What is Dutch Auction?
A Dutch auction is a method for pricing shares (often in an initial public offering) whereby the price of the shares offered is lowered until there are enough bids to sell all shares. All the shares are then sold at that price.
How Does Dutch Auction Work?
The goal of a Dutch auction is the find the optimal price at which to sell a security.
For example, let's assume Company XYZ wants to sell 10 million shares using a Dutch auction. To participate in a Dutch auction, an investor typically opens an account with Company XYZ's underwriter (usually an investment bank), obtains a prospectus, and obtains an access code or bidder identification code (Dutch auctions often occur online).
During bidding, investors indicate how many shares they're willing to buy and the price they're willing to pay. The underwriter, who acts as the auctioneer, usually starts the auction by offering a prohibitively high price for the security (say, $40 per share in this case). It then lowers the price gradually to say, $36 per share, where two bids come in for 500,000 shares. The underwriter then lowers the price again, this time to $35, and attracts 4,000,000 shares worth of bids. After lowering the price to $34, the underwriter gets another 5,000,000 shares worth of bids; then the underwriter lowers the price to $33 and gets another 3,000,000 in bids before the auction ends.

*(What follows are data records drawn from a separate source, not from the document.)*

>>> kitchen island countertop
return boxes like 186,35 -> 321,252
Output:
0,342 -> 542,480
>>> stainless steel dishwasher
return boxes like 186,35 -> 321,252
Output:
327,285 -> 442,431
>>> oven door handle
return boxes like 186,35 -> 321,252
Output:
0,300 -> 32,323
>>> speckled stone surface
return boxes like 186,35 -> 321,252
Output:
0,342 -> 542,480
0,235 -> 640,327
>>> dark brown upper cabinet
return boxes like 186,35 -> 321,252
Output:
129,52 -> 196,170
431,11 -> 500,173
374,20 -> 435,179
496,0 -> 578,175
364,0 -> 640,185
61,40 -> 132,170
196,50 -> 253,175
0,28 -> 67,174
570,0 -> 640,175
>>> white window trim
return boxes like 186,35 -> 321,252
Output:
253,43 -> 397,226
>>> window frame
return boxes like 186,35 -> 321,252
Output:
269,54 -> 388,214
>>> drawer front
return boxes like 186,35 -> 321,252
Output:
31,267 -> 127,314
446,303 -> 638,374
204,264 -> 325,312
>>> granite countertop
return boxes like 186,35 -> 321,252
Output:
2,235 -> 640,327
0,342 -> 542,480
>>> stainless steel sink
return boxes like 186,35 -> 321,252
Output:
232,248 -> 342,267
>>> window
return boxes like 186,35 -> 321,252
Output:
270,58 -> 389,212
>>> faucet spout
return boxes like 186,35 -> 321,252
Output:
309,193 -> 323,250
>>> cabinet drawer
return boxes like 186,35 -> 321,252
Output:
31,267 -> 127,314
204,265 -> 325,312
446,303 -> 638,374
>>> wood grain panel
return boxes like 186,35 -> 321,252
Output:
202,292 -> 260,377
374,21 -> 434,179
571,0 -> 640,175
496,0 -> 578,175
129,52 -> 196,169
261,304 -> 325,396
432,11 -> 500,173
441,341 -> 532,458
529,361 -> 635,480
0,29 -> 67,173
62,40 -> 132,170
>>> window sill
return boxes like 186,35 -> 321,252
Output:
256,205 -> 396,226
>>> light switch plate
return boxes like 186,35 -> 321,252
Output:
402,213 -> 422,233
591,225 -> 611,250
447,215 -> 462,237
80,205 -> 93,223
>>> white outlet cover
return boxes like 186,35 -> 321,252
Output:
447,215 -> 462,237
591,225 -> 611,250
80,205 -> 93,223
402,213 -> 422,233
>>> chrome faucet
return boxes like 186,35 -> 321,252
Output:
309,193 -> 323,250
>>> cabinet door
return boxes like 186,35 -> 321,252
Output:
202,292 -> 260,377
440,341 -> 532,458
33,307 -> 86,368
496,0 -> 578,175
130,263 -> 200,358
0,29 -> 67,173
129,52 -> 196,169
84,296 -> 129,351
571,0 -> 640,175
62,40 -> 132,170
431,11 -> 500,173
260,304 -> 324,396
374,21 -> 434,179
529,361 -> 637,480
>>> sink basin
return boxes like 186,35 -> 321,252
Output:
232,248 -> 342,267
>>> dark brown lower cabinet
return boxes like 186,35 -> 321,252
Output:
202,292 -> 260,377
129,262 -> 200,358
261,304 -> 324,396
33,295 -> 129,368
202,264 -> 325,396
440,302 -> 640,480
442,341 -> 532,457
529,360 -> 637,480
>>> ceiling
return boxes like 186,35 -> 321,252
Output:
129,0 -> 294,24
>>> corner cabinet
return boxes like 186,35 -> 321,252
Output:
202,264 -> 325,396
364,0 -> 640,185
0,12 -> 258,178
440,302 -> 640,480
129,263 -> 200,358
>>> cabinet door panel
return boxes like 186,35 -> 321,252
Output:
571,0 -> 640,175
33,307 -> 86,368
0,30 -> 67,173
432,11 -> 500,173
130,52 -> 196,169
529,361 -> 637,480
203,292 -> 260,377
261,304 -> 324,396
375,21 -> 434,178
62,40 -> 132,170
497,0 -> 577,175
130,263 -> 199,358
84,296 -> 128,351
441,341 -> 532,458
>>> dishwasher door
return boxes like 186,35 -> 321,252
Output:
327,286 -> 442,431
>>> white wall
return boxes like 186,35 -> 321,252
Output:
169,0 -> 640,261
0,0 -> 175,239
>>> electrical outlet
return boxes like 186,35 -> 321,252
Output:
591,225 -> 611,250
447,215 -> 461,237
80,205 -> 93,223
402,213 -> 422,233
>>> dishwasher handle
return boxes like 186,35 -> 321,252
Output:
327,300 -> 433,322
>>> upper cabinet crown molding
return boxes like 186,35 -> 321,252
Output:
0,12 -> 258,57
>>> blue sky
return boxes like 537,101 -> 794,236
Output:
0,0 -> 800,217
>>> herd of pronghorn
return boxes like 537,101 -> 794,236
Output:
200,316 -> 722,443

Below is a table summarizing Company XYZ's Dutch auction:
When the auction closes, the underwriters calculate the highest price at which all shares will be sold. Here, the underwriter wound up with bids for 13 million shares, but the highest bids adding up to 10 million shares are the winning bids in a Dutch auction. The underwriter will then set the price equal to the lowest winning price bid on those 10 million shares (in this case, $34), and all the winning bidders will pay that price. (Dutch auctions are largely handled by computer, and the bids are not compared until the auction time has expired.) note that this $34 price applies to all bidders, even the ones that bid $36 or $35.
Why Does Dutch Auction Matter?
Normally, the price of shares in an IPO is set by an investment bank after conducting several valuation calculations and talking to potential investors. But a Dutch auction is theoretically more efficient at finding the 'right' price that equates supply and demand.
Supporters of the Dutch auction method say that small investors get more access to IPOs because the traditional offering process involves investment banks funneling IPO shares to their best clients, who reap quick profits (assuming the stock price rises). But some analysts theorize that buyers pay more for stock sold in Dutch auctions because under the traditional method investment banks typically underprice offerings to make sure all the shares sell. Also, they say shareholders benefit when shares are sold using traditional methods because the initial spike often associated with traditional IPOs creates an image of success that drives the stock even higher. This is one reason shares sold in a Dutch auction don't usually have the same run-up in price immediately after they begin trading.
The U.S. Treasury uses the Dutch auction method to sell Treasury securities, and many U.S. companies use the method for share buybacks.